1, including different ranges.
Loans from the company include: salaries of administrative technicians, personnel who purchase, keep and drive various machinery and vehicles, stevedores before materials arrive at the on-site warehouse, full-time trade union personnel, medical personnel and other personnel paid by construction management fees or non-operating expenses.
Trade financing includes: income obtained by individuals from designing, decorating, installing, drawing and testing, testing, medical treatment, law, accounting, consulting, giving lectures, news, broadcasting, translation, auditing, painting and calligraphy, sculpture, film and television videos, performances, advertisements, exhibitions, technical services, introduction services, brokerage services and other services.
2, the calculation method is different
The corporate loan calculation formula is:
Net operating income = operating income-operating expenses-depreciation of productive fixed assets-product tax+
Net rental income, net rental income of other assets and net rental income of converted self-owned housing, etc. The net income of property does not include the premium income from the transfer of ownership of assets.

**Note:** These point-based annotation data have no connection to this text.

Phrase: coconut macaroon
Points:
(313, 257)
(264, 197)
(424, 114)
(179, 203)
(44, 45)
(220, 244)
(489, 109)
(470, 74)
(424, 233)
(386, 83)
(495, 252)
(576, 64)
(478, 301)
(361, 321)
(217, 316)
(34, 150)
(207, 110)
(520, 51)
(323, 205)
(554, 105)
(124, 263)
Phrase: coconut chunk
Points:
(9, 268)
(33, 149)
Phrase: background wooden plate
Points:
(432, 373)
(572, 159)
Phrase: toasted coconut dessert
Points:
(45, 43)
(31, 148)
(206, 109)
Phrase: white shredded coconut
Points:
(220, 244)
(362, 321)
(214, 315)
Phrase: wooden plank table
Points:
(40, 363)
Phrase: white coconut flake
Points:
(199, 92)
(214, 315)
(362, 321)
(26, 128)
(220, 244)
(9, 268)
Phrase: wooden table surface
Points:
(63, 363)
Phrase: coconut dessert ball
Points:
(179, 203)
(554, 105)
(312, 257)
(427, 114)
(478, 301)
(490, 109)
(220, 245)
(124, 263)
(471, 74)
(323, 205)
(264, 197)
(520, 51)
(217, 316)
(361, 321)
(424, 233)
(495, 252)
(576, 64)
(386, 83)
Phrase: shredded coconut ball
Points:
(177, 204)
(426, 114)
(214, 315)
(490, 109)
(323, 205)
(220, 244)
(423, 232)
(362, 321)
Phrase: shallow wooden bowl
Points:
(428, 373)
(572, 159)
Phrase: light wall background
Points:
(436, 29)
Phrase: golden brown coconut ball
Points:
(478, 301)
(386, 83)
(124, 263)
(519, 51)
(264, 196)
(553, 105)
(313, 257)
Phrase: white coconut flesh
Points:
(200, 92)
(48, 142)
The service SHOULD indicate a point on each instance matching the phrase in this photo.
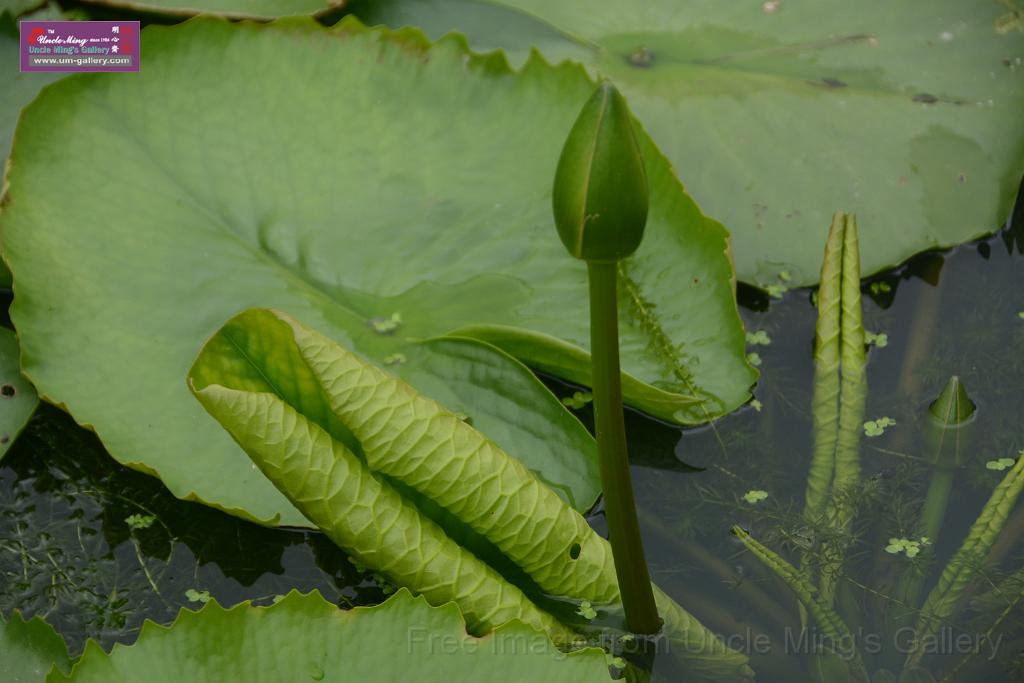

The calculation formula of transfer net income is: transfer net income = transfer income-transfer expenditure.
The calculation formula of trade financing is: the actual growth rate of per capita disposable income = (per capita disposable income in the reporting period/per capita disposable income in the base period)/consumer price index-100%.
3. Different functions
Enterprise loans reflect the average income level of rural residents in a country or region, while trade financing reflects people's living standards.
4. Different treatment methods
According to the marketing strategy, corporate loans should be calculated annually and paid in advance on a monthly or quarterly basis. At the end of each month, the enterprise shall transfer the month-end balance of the cost and tax subjects to the debit of the "profit this year" subject and the balance of the income subjects to the credit of the "profit this year" subject.
Then calculate the difference between the debit and credit amounts of the current "salary" account.
The primary purpose of trade financing should be to confirm and measure the influence of the differences between accounting and tax law on the inflow or outflow of future economic interests of enterprises, and put the income tax accounting of enterprise assets and liabilities in the first place. From the perspective of income and expenses, the liability method of income statement thinks that the direct recognition of income and expenses related to transactions or events should be considered first.
Measure the income of an enterprise from the direct ratio of income to expenses.